Di dalam perjalanan terlihat Ziana sangat menikmati pemandangan yang sudah 3 hari ini tidak dilihatnya, yaitu lalu-lalang kendaraan yang memadati jalan raya.
Arash yang baru pertama melihat Ziana tersenyum seperti itu pun, tanpa sadar ikut menarik sudut bibirnya.
Perjalanan yang memakan waktu sekitar 35 menit itu pun tidak terasa, kini mobil Arash sudah mulai memasuki kawasan apartemen Ziana, diikuti oleh mobil sekertaris Dita.
"Welcome back Zizi.." teriak mereka serentak saat Ziana baru masuk, tidak lupa spanduk besar yang juga bertuliskan Welcome back Zizi.
Ziana terharu mendapatkan perlakuan seperti ini, "terimakasih semuanya" ucap Ziana tulus.
Tiba-tiba dari arah belakang ada sebuah tangan yang melingkar di perutnya.
"Welcome back Aunty Zi" ucap Attar yang memeluk Ziana dari belakang.
Ziana melepaskan tangan Attar lalu berjongkok dan memeluk bocah laki-laki itu erat. "terimakasih sayang" ucapnya.
Saat masih asik berpelukan dengan Attar, Zoey tiba-tiba datang dan melepaskan pelukan keduanya lalu menggantikan posisi dari Attar.
Melihat tingkah lucu Attar dan Zoey yang memperebutkan Ziana membuat tawa semua orang yang berada di ruangan itu pecah.
Tidak sampai disitu saja, selesai acara peluk memeluk, ternyata di ruang makan sudah banyak sekali menu yang telah dihidangkan, dan semua adalah menu kesukaan Ziana.
Bagas sedari tadi memperhatikan Arash yang terlihat, memperlakukan Ziana dengan berbeda. Bagas merasa lega jika ternyata Arash lah yang akan menjadi menantunya.
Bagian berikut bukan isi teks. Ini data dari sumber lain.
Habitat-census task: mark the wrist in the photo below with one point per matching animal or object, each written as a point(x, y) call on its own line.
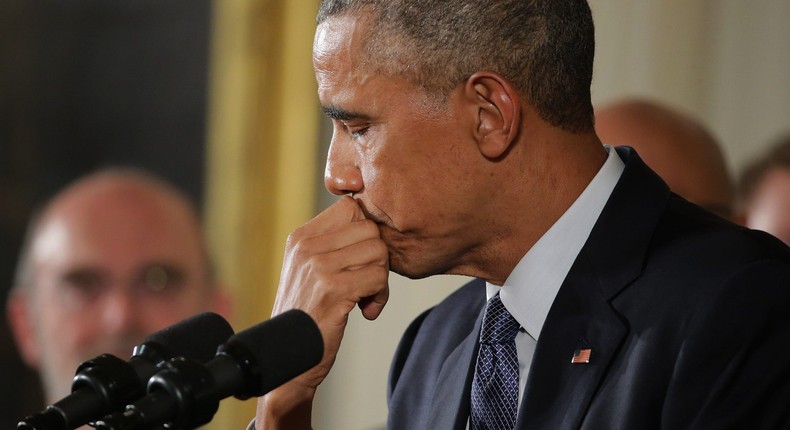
point(288, 407)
Dia tahu bahwa Arash adalah seorang laki-laki yang bertanggung jawab dan penyayang keluarga, jadi Bagas tidak perlu merasa khawatir lagi, sebab putri sulungnya itu bersama dengan orang yang tepat.
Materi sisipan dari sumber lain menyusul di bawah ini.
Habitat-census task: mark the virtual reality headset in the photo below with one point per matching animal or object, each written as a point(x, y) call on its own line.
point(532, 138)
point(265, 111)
Arash yang sadar sedang diperhatikan menoleh dan tersenyum sambil mengangguk saat mendapati bahwa Bagas lah yang sejak tadi memperhatikannya.
Selesai makan makan satu persatu dari mereka pun pamit, begitu juga dengan Arash. Namun si kecil Attar membuat drama, karena masih ingin bersama Ziana.
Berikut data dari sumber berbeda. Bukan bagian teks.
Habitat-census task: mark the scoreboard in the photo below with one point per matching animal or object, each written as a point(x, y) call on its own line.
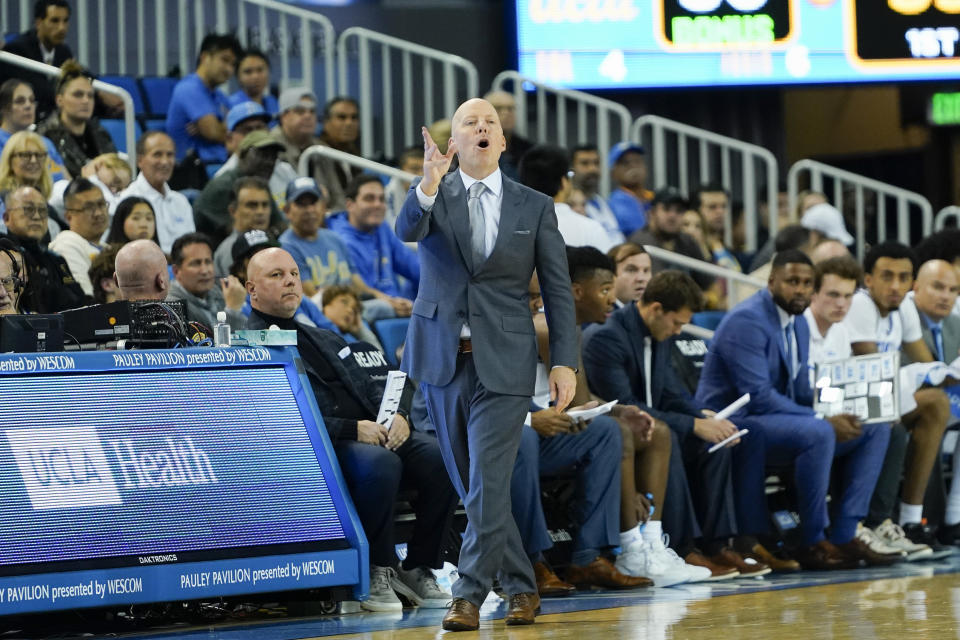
point(675, 43)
"No dad Attar masih mau disini" rengeknya
"sebentar lagi Oma sama opa pulang, kamu tidak ingin menyambut kedatangan mereka?" pancing Arash.
Attar terlihat berfikir sejenak. "Oma sama Opa pulang jam berapa?" tanyanya.
"nanti sore, maybe" jawab Arash tidak yakin.
"Oke, kalau begitu nanti sore Daddy jemput Attar lagi disini" kata Attar setelah menemukan solusinya.
"tapi---
"gapapa, nanti biar saya yang anterin pulang" ujar Ziana menyela ucapan Arash.
Laki-laki itu tidak punya pilihan "baiklah, nanti sore Daddy akan jemput kamu lagi" pasrahnya.
"yes thank you dad" kata Attar yang membuat Arash mengangguk sambil tersenyum.
"yasudah kalau begitu Daddy pergi dulu ya" pamit Arash kepada Attar.
"titip Attar ya, kalau dia nakal marahi saja" pesan Arash sebelum pergi, sambil tangannya mengusap pucuk kepala Ziana.